Rather than providing relief, Instagram and other social media sites can paradoxically provoke more anxiety for women.
So McAnany and Tracy founded Blue Fever, a text-based platform that provides video messages of encouragement to women, and fosters direct connections between them for emotional support. Rather than social media, Blue Fever regards itself as “emotional media.”
“We are building an internet completely differently than people thought it could be,” says McAnany.
Too many in tech regard the internet’s wild west nature as intrinsic to its being, but those qualities are more historical than essential. As more women and people of color raise capital, found companies and develop systems, the better the internet will work for all users.
As a serial entrepreneur, I’ve hired women not only to correct the industry’s sexist imbalance, but because women’s lived experiences are essential for building successful platforms.

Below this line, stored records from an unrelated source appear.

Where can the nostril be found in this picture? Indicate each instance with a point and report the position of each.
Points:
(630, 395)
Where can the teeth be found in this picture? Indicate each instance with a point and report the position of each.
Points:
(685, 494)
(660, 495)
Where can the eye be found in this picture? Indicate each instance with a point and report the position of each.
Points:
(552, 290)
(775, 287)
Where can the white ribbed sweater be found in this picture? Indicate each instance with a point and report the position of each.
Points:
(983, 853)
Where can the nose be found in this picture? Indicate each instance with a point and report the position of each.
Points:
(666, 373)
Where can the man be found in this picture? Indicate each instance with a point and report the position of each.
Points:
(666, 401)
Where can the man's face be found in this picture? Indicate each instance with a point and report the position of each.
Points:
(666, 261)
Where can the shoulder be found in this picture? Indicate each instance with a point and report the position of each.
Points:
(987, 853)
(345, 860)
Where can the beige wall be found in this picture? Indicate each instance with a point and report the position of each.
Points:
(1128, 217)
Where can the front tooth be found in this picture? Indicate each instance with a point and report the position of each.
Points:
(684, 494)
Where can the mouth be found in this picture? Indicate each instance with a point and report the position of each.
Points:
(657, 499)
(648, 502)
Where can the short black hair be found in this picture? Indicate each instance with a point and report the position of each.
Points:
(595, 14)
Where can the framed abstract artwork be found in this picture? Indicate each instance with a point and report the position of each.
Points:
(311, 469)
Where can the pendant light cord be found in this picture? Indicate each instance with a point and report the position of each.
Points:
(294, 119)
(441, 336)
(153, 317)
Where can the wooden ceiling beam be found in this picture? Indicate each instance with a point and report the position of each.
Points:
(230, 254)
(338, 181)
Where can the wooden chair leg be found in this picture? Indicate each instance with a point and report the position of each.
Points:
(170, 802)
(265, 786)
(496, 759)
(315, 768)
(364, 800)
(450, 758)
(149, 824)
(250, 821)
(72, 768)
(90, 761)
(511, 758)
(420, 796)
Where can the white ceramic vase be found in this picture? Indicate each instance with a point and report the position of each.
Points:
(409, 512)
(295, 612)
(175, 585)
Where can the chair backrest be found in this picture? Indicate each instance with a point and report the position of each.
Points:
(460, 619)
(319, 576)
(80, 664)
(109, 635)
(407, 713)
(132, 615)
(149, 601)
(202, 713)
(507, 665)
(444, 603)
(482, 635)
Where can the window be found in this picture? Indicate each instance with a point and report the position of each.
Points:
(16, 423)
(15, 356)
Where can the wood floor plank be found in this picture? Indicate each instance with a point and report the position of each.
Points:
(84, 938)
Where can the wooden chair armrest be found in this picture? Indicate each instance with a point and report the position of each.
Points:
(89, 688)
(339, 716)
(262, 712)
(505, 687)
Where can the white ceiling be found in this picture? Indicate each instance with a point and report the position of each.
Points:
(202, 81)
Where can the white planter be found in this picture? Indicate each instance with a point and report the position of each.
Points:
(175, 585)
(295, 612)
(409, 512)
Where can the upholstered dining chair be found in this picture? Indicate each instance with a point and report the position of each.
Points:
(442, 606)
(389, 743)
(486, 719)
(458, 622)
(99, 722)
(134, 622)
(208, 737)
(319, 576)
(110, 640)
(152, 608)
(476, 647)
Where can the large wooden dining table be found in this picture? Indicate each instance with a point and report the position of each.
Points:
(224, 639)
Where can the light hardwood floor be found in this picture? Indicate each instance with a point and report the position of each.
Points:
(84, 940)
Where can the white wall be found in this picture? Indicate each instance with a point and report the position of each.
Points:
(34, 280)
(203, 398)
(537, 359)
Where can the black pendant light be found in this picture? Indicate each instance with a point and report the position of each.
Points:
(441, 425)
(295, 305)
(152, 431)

At O.school, we launched with a team of designers who were women, people of color or LGBTQ. That perspective helped us to design a unique threat modeling system that detects and prevents harassment, not just security breaches. It helped us structure content and attract a broader user base. It even informed the site’s information architecture. The categories we created, the tags we used, were not treated as neutral values, but signifiers of inclusiveness.
Correcting problems in the man-made internet isn’t just an issue of justice, but a market opportunity. The tech community understands implicitly that content needs to be optimized for different platforms — if you only design for Safari, or Android or a desktop, your product won’t function correctly for half the users.
But for many women, going online can feel like gaslighting. When the largely male, largely white tech community doesn’t experience the same problems, women begin to doubt their own reality. Women designers can and are changing that.
“Many women feel very broken when they go online,” says McAnany, who will be joining Williamson and Tracy to address the issue this weekend at SXSW.* “We think our tools are broken … We are going to share how incredible new technology, built from a new perspective, will help push us forward.”
*On March 9th, Bumble’s Alex Williamson, Greta McAnany, Lauren Tracy and I will continue the conversation at SXSW. The panel, How Women Are Rebuilding a Man Made Internet, will address what a gender-responsive internet looks like, and how women entrepreneurs are finally making it happen.